Chi guarda 1992 – La serie per trovare nella ricostruzione del nostro passato tracce del presente ha avuto più di una soddisfazione nella messa in scena della reazione popolare all’inchiesta Mani Pulite. Antonio Di Pietro trattato come un eroe e un salvatore (anche se a lui la serie non piace), il godimento del pubblico nel vedere i miliardari, gli imprenditori e i politici soffrire negli interrogatori ed essere sbattuti in carcere… La serie di Sky ci ricorda come la violenza antipolitica e il livore contro chi governa non siano una caratteristica moderna, ma affondino le radici ben più lontano.
Le manifestazioni di piazza con i cori che incitavano Di Pietro a metterli tutti in galera e non fermarsi, la riconoscibilità per le strade, la stima dei passanti (si vede anche Tatti Sanguineti, grandissimo storico del cinema italiano, in un piccolo cammeo proprio nel ruolo di un incitatore di Di Pietro), tutto vero. Nei mesi che anticipavano l’estate del 1992, gli stessi dell’omicidio Falcone, Antonio Di Pietro raggiungeva la sua massima popolarità sancita da una copertina dedicatagli da Newsweek con il titolo Clean Sweep che nella serie diventa “Italian Revolution” (quel numero che raccontava cosa accadesse in quei mesi in Italia vendette il 30% in più della media).
Nell’affresco che Sky fa dell’anno in cui è cominciato il più grande cambiamento della storia della Repubblica Italiana, sono molti i riferimenti alla maniera in cui l’opinione pubblica viveva l’inchiesta. È molto chiaro per Leonardo Notte, il consulente di Publitalia interpretato da Accorsi, come l’eccitazione del pubblico per le disgrazie dei politici vada cavalcata dai TG dei canali Fininvest, alza lo share e fa vendere meglio la pubblicità perchè il pubblico vuole sentirsi raccontare la rovina dei privilegiati.
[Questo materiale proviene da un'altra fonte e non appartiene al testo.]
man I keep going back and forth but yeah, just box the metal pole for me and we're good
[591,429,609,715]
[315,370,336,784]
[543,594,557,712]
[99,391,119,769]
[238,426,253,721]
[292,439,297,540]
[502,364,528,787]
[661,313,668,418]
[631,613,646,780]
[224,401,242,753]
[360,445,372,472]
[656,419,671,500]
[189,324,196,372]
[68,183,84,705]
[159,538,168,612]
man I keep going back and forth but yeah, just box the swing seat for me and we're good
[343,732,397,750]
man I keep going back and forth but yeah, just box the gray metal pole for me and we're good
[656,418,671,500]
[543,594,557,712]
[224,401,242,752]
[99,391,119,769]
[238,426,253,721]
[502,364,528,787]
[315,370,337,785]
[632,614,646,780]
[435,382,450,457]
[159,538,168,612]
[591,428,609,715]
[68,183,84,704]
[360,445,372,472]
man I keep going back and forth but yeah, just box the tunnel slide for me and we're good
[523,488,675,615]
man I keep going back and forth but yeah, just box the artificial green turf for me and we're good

Magliette con le manette, saponette “Mani pulite”, menù dei ristoranti a tema e un gioco da tavola simile al monopoli, anche il leghista interpretato da Guido Caprino va a dormire con una maglietta con scritto Tangentopoli usando lo stesso font del logo di Topolino.
E proprio la Lega, il terzo filone di racconto di 1992 – La serie, è uno dei legami più forti con l’attualità. L’ascesa di un partito che si proponeva di cambiare tutto, formato da neofiti della politica che non sanno quasi niente e si devono documentare su tutto, che si vendono come quelli onesti e inneggiano alle forche per la vecchia classe politica ricorda qualcun altro. Visti così i leghisti, come una massa che cavalca la disonestà della restante classe politica, sembrano i grillini di oggi (al netto del razzismo), eccitati anch’essi dal giustizialismo e determinati a non essere come gli altri, addirittura con una lista di posti da non frequentare per non essere mischiati ai vecchi politicanti.
In controluce infine, dietro la passione per la carcerazione dei politici, dietro il giustizialismo, la fine di una classe politica, il bisogno di rinnovo espresso nel trionfo leghista e i proclami sul pubblico votante di Leonardo Notte (“Gli elettori non vogliono la moderazione, gli elettori sono arrapati, vogliono essere eccitati”) si intravedono le immagini di repertorio delle interviste di Silvio Berlusconi, allora solo presidente del Milan e grande imprenditore italiano. È lui la parte più raffinata di 1992 (per ora), il grande villain che tutti aspettano e che la serie dosa e centellina solo in immagini di repertorio (e una sineddoche mostrandone solo i tacchi), l’incrocio tra la storia di Accorsi (Publitalia), quella di Miriam Leone (lo spettacolo), quella dell’inchiesta Mani Pulite e infine quella dell’imprenditoria italiana collusa con il potere.